Ian Glasper: Silence Is No Reaction: Forty Years of Subhumans book (2023, PM Press)

As a decades-long fan of the Subhumans, I was super excited when I heard the band was getting an official biography. They’re one of my favorite groups ever, and while I know their music very well, I didn’t know much about the Subhumans’ history and backstory. Weighing in at nearly 600 pages, Ian Glasper’s monster tome offers a treasure trove of information. Maybe it’s a fans-only affair, but Subhumans fans like me—and I know there are many—will love it.

I first heard Subhumans when I was a teenager in the mid-90s. A pen pal included a couple of songs from The Day the Country Died on a mix tape and I loved them, their subtle tunefulness standing out from the gnarlier sounds from most of the other bands on the tape. I don’t think I found any of the Subhumans’ records until I saw their first reunion tour in 1998, when I picked up The Day the Country Died at the gig. That show was incredible, and it left a big mark on me. As I picked up the band’s other records in subsequent years, my love for them only deepened. As much as I loved The Day the Country Died, the way they leaned into their adventurous side without compromising the punk intensity was also very important to me, showing me you could be ambitious and follow your own path without compromising your principles.

I developed that understanding of the Subhumans almost exclusively through listening to their music, but Silence Is No Reaction confirms Subhumans are the good guys I thought they were. The book goes into the nuts and bolts of how the band functioned (and continues to function!) on an almost day-to-day basis, walking us through their decision-making at every stage of their development. You learn all about how they formed, signed to Spiderleg, started the Bluurg Records label, why they chose the recording studios they used, the sequencing, creating the artwork… everything. If you’ve ever read a music biography and thought to yourself, “I can’t believe they glossed over x,” this is not that book.

That can be for better or for worse. The book can get a little tedious, for instance, as it traces each of the band’s tours (particularly during their reformed era, when the members lived in different countries and did little as a band aside from tour). Ian Glasper has written several books on 80s UK punk, and if you’ve read Burning Britain (his book on UK82), The Day the Country Died (anarcho punk), or any of his others, you know what you’re getting into. I love it, but I am also a full-on nerd who does things like listen to 3-hour-plus episodes of the You Don’t Know Mojack podcast about SST Records releases I have never heard and will never hear. I want to know it all, and Silence Is No Reaction delivers.

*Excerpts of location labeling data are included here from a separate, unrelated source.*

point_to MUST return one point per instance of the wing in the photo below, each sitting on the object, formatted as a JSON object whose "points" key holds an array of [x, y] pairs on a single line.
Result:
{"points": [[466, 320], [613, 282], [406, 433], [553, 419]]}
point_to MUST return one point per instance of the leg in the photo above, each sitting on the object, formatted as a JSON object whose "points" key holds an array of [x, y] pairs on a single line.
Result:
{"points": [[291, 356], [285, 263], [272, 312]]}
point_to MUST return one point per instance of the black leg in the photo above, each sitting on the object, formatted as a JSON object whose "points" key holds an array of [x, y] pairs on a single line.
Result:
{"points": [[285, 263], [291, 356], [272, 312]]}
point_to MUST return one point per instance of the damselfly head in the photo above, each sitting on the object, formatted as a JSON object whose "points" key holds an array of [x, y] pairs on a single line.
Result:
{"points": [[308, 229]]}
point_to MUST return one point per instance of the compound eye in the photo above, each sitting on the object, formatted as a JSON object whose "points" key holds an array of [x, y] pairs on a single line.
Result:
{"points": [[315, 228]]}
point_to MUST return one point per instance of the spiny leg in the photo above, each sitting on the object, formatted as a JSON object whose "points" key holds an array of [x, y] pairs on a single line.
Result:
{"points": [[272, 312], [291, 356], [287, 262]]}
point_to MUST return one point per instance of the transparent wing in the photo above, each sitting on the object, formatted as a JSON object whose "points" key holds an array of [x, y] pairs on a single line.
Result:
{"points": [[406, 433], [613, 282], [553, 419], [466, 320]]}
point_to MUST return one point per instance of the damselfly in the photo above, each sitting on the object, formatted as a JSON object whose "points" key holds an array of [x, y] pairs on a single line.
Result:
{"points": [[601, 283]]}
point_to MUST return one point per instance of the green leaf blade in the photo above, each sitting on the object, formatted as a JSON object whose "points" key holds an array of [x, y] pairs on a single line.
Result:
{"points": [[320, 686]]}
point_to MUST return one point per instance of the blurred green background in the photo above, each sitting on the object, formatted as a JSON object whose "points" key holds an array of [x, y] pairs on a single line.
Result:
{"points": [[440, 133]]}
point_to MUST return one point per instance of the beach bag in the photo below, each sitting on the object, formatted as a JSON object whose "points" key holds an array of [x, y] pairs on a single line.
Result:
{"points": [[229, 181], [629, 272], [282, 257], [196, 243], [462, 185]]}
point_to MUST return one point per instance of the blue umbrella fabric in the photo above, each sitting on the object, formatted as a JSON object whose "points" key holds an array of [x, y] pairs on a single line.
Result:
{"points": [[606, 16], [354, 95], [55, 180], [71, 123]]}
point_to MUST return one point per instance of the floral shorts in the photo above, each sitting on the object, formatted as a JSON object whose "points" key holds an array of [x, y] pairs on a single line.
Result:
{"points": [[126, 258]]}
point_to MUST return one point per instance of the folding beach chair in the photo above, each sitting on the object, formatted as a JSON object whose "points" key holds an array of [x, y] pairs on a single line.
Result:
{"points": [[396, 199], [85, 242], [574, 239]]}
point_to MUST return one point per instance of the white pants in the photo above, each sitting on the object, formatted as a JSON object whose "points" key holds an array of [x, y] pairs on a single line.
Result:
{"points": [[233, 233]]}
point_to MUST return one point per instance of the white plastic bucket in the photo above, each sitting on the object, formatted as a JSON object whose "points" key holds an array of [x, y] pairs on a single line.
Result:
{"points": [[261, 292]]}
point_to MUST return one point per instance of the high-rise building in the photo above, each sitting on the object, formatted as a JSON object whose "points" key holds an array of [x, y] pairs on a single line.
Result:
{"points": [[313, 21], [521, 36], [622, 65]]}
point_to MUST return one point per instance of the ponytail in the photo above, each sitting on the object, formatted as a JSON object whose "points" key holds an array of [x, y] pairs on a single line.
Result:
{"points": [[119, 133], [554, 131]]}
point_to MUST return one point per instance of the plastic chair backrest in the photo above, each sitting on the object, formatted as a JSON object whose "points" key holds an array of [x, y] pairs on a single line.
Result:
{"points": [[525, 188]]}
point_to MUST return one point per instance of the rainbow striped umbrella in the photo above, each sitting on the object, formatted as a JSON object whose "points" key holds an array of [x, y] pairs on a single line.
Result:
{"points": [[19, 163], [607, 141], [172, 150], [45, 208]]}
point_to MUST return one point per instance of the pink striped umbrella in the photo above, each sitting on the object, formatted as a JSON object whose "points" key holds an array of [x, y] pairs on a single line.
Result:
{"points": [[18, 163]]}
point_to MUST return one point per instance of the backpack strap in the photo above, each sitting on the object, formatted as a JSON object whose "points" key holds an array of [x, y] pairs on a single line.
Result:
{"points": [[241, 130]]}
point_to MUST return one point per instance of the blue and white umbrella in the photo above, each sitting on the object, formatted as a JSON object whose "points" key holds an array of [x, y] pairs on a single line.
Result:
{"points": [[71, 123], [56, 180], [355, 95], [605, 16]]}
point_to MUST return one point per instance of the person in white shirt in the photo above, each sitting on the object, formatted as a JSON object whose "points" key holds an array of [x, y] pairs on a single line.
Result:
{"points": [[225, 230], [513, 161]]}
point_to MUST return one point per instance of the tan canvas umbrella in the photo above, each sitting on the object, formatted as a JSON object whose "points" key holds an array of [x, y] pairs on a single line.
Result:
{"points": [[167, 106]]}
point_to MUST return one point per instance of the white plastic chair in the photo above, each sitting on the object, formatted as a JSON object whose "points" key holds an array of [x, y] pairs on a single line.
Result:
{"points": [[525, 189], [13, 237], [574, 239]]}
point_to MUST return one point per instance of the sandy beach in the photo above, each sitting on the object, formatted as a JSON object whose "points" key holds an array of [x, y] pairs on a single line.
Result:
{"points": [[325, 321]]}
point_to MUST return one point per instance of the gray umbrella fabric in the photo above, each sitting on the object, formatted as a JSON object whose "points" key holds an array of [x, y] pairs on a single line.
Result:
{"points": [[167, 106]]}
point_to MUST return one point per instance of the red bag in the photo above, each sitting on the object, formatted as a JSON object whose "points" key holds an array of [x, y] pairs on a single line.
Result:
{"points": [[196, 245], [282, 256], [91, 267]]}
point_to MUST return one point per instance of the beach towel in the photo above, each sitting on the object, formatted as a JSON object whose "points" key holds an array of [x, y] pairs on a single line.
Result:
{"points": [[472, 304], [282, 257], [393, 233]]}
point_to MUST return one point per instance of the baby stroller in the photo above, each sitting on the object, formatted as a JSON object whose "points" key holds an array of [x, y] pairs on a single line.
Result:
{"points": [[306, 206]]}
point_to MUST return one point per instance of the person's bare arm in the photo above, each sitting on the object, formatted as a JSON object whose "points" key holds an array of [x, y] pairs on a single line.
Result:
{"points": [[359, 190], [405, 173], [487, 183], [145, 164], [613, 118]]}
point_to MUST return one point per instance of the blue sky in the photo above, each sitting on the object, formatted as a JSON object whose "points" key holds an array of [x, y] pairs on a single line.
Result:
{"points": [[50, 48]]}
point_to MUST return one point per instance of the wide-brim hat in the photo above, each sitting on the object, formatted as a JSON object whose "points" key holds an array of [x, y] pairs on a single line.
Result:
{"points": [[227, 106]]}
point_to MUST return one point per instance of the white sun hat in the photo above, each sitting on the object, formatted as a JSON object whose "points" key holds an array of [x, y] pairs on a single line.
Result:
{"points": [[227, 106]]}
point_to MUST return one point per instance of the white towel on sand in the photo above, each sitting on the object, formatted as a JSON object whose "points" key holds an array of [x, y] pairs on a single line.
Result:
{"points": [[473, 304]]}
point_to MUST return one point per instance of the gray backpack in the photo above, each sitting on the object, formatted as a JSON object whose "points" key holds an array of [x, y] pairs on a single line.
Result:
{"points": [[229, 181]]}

Silence Is No Reaction is also packed with photos and scans of flyers, lyric sheets, set lists, press clippings, and other artifacts. Every third or fourth page is filled with images, and while the heroic live shots are cool, I love the candid shots of the band just hanging out. Sometimes they might be out of focus or awkwardly composed, but many of them are so evocative of their time and place, offering windows into worlds that seem so different from my experiences. Reading the book made me feel embedded in the band’s world, and its intimacy made me feel even more connected to a band I already counted as one of my favorites. I also felt that connection when I browsed the detailed listing of of the band’s gigs, which not only lists the dates and cities, but usually the venue, opening bands, and number of attendees as well. Of course, the first thing I did was look up the gigs I saw, remembering who played, who I went with, and everything else that comes flooding back. The book makes me feel like those aren’t just my isolated memories, they’re times I shared with the Subhumans and all their other fans.

We had some copies of Silence Is No Reaction in stock at Sorry State, but we’re sold out at the moment. I’ll do my best to get a restock in soon!